Building the pipeline multiple times in the same process will continually increment the class variable. The second time the pipeline is invoked, files will be placed into new temporary directories. The dependencies are also wired up. However since a new file is created every time, File.mtime will always be newer than before causing rake tasks to be invoked when they shouldn't. I think this is a major problem.

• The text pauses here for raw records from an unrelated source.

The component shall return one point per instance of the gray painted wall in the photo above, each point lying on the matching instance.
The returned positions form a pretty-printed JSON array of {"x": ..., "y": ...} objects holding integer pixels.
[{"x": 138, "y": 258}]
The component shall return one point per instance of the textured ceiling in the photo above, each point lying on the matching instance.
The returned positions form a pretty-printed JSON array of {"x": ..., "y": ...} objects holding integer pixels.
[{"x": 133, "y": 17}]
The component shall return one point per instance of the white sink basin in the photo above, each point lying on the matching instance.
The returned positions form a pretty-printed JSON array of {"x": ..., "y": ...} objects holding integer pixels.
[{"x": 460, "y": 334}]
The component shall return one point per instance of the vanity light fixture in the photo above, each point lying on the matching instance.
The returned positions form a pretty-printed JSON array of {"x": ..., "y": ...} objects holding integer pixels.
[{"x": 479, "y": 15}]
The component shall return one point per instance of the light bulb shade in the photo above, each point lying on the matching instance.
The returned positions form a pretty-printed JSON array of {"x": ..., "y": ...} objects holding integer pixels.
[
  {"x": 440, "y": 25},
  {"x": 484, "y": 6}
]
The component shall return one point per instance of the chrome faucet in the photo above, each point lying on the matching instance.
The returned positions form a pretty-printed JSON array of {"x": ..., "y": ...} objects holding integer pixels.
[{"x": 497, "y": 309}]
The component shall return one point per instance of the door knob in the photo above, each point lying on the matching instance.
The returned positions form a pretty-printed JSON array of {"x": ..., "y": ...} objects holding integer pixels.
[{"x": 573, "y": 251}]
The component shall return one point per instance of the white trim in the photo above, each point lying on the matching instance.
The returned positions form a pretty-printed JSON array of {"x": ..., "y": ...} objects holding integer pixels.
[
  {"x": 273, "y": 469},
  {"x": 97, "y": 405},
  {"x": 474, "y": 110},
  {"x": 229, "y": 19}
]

Here is my debugging session from deep inside rake to find out what bit of code is actually making that decision. It's from inside this method: https://github.com/jimweirich/rake/blob/master/lib/rake/file_task.rb#L32

(rdb:1) name
# output from first run of the pipeline
"/Users/adam/radium/frontend/tmp/builds/javascript/vendor.js"
# now its timestamp (it's more in the past because it was built in the first build)
(rdb:1) timestamp
2012-10-11 22:01:50 +0200

# it's prereq dumped into a fresh new tmp directory
(rdb:1) application[prereq, @scope].name
"/Users/adam/radium/frontend/tmp/rake-pipeline-e482cc0c93b30eef7b1d05fc2b90385121075db2/rake-pipeline-tmp-26/vendor.js"

# and its timestamp, this now fails the comparison and everything is built again.
(rdb:1) application[prereq, @scope].timestamp
2012-10-11 22:01:52 +0200

Here is the assetfile used in my project: https://github.com/radiumsoftware/iridium/blob/master/lib/iridium/Assetfile

@dudleyf @wycats can you confirm this is a bug?

ahawkins commented 12 years ago

I've done more digging into this issue and have discovered that there are 3 real issues at play here. They are all triggered by having multiple pipelines in a project (or input blocks in the Assetfile).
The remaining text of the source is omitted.